Based upon information provided by the selling securityholders, none of the selling securityholders nor any of their affiliates, officers, directors or principal equity holders has held any position or office or has had any material relationship with us within the past three years, other than as described in footnote 9. None of the selling securityholders listed above owned 1% or more of our outstanding common stock either before or after this offering.

Selling securityholders who are registered broker-dealers or affiliates of registered broker-dealers may be deemed to be “underwriters” within the meaning of the Securities Act. To our knowledge, no selling securityholder who is a registered broker-dealer or an affiliate of a registered broker-dealer received any securities as underwriting compensation.

Information concerning the selling securityholders may change from time to time and any changed information will be set forth in additional supplements to the prospectus if and when necessary. In addition, the conversion rate and, therefore, the number of shares of common stock issuable upon conversion of the notes, are subject to adjustment under certain circumstances.

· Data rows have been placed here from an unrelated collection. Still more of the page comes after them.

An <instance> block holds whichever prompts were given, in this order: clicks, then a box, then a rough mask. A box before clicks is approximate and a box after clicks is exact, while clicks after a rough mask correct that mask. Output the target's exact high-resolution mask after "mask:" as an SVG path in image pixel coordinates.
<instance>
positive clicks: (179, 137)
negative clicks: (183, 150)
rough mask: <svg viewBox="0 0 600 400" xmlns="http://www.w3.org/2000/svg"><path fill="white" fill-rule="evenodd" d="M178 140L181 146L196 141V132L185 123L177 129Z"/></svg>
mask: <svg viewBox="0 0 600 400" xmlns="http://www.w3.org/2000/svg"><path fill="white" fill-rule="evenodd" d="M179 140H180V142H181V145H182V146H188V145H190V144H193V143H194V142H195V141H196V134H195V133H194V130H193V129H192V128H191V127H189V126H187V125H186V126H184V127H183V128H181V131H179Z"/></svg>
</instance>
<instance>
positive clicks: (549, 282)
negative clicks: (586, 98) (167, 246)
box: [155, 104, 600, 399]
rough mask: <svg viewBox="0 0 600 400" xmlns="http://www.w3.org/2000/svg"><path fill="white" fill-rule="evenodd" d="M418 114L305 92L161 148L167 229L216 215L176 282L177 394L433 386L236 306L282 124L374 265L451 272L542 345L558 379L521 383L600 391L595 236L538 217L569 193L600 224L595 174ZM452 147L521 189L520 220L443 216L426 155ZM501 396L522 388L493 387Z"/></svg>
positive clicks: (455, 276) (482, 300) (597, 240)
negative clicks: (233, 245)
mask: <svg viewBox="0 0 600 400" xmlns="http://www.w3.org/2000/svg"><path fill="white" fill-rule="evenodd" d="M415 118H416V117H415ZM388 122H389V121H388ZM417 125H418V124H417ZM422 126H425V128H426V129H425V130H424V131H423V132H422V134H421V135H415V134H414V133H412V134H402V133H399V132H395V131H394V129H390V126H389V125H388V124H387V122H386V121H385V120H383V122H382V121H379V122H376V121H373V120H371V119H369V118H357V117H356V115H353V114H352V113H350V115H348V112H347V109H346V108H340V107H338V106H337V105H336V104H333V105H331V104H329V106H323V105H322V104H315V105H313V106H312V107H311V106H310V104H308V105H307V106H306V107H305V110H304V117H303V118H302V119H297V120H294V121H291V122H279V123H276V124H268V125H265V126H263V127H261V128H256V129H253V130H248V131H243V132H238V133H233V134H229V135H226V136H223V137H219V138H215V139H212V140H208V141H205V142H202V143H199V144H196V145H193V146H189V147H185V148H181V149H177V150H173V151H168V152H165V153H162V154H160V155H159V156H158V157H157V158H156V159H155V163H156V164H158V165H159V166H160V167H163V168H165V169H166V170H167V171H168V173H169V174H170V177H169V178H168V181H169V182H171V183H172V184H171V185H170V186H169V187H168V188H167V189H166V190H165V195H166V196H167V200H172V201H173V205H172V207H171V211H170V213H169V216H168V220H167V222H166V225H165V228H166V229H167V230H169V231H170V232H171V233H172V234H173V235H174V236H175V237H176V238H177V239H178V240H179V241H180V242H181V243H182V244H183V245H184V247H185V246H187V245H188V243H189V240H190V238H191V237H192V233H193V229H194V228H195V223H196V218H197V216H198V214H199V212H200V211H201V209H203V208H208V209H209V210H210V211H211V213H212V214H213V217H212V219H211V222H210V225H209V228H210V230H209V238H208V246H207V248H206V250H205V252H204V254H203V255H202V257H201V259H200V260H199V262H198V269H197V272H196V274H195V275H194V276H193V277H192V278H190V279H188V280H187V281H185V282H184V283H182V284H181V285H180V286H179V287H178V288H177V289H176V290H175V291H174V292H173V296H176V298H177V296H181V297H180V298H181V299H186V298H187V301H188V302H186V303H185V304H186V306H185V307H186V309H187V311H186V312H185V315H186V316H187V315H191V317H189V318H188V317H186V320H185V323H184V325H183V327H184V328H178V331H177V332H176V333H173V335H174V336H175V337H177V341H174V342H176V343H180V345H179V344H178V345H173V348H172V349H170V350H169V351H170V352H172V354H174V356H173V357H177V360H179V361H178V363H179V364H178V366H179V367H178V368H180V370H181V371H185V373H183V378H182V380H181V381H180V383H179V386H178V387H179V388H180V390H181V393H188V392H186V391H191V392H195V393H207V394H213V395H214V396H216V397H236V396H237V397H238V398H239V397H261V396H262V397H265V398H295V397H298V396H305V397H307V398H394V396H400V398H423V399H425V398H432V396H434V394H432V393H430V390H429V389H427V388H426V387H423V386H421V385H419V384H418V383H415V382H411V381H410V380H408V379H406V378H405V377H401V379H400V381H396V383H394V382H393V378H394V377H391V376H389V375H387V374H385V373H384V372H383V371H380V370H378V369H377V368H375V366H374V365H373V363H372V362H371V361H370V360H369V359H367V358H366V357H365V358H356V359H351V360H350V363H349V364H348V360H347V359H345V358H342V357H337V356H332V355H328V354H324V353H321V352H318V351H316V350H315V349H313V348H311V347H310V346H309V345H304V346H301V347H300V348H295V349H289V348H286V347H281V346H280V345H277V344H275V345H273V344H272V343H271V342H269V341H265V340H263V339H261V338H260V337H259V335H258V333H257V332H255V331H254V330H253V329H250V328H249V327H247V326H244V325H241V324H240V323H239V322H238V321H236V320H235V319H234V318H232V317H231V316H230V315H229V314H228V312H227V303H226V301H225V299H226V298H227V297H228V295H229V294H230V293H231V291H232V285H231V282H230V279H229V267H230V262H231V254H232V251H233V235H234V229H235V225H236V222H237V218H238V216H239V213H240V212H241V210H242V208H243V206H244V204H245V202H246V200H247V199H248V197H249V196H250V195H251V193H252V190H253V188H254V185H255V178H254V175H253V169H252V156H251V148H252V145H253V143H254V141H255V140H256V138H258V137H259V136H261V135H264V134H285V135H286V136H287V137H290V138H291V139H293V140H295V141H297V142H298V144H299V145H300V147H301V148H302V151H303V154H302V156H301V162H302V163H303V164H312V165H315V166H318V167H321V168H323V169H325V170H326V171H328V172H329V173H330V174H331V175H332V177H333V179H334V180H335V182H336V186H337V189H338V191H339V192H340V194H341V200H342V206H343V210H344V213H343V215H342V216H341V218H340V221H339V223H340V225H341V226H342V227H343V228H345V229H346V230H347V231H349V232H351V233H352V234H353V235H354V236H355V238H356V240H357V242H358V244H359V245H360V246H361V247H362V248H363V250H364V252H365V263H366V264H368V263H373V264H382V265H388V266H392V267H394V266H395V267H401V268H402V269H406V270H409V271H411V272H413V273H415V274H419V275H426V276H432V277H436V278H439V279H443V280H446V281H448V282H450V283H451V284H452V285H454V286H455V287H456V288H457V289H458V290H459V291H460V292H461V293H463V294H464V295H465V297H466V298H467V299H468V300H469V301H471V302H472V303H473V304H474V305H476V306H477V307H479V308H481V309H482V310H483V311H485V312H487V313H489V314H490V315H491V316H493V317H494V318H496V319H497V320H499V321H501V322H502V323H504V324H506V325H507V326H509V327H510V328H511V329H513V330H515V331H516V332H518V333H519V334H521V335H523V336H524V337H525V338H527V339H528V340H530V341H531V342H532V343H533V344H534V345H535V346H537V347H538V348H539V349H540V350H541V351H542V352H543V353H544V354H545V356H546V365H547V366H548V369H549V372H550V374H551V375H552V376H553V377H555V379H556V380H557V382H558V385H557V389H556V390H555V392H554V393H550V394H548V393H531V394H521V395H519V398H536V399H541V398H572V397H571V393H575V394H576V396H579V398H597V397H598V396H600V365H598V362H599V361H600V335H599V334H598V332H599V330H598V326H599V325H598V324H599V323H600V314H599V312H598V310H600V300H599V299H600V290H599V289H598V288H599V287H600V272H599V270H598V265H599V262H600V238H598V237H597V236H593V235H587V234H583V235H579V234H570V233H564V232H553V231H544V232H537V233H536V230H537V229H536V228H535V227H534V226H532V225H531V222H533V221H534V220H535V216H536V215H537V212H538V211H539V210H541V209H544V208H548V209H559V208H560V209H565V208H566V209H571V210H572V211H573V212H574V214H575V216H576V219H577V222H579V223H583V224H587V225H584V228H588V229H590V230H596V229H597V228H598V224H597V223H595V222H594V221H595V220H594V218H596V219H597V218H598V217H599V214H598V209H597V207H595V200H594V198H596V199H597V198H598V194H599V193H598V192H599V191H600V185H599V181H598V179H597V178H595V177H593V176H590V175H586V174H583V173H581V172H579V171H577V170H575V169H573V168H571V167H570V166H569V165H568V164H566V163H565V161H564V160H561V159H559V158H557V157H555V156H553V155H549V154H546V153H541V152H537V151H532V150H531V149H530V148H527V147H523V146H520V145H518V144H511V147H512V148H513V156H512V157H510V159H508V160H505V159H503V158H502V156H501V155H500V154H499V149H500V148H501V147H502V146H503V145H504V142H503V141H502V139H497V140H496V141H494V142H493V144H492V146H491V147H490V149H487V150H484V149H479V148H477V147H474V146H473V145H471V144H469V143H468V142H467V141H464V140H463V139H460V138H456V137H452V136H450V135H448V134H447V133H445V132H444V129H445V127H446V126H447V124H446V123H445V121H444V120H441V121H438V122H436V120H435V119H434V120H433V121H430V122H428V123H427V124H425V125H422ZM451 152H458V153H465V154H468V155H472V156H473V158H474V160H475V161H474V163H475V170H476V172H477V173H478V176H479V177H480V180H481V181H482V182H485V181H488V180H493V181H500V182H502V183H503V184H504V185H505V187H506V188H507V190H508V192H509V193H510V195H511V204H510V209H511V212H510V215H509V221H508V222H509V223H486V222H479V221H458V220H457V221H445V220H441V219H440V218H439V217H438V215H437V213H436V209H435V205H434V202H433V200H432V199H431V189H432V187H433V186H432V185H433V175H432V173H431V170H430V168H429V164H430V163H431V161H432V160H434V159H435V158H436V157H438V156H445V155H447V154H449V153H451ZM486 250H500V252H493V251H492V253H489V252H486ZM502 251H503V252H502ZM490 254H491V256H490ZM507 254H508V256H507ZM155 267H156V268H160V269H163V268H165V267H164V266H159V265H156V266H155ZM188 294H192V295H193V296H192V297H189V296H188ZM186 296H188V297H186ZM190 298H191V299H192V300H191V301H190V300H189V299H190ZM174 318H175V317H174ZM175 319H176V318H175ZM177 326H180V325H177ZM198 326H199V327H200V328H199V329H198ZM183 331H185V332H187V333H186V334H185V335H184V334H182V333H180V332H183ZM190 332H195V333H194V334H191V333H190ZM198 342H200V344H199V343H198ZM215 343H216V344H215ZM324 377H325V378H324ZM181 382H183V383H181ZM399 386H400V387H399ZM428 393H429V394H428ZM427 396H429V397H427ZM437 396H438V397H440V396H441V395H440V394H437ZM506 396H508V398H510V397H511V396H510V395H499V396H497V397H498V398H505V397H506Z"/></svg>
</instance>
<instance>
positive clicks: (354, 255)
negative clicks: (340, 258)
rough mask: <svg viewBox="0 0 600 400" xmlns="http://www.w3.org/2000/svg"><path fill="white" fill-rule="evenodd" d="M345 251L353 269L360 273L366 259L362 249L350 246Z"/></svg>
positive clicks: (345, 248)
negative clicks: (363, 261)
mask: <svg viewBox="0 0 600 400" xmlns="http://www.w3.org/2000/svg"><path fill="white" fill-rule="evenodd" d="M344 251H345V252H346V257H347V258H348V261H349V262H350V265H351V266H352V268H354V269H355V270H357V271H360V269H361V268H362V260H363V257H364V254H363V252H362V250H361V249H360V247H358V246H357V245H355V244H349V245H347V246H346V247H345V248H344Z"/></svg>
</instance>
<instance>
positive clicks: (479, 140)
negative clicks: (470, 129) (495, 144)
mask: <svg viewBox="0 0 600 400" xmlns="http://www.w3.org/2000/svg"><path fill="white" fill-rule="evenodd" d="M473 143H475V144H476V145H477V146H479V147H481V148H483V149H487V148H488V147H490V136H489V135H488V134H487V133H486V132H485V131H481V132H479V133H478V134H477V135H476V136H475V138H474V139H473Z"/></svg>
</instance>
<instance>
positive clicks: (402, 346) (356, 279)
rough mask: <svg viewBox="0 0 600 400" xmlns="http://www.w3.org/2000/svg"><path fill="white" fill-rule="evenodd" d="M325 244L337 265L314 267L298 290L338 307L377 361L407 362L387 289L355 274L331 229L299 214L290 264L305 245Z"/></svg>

See “RISK FACTORS” beginning on page 4 of the prospectus for information you should consider before buying any securities hereunder.

Neither the Securities and Exchange Commission nor any state securities commission has approved or disapproved of these securities or passed upon the adequacy or accuracy of this supplement or the prospectus. Any representation made to the contrary is a criminal offense.

The date of this supplement is November 30, 2007.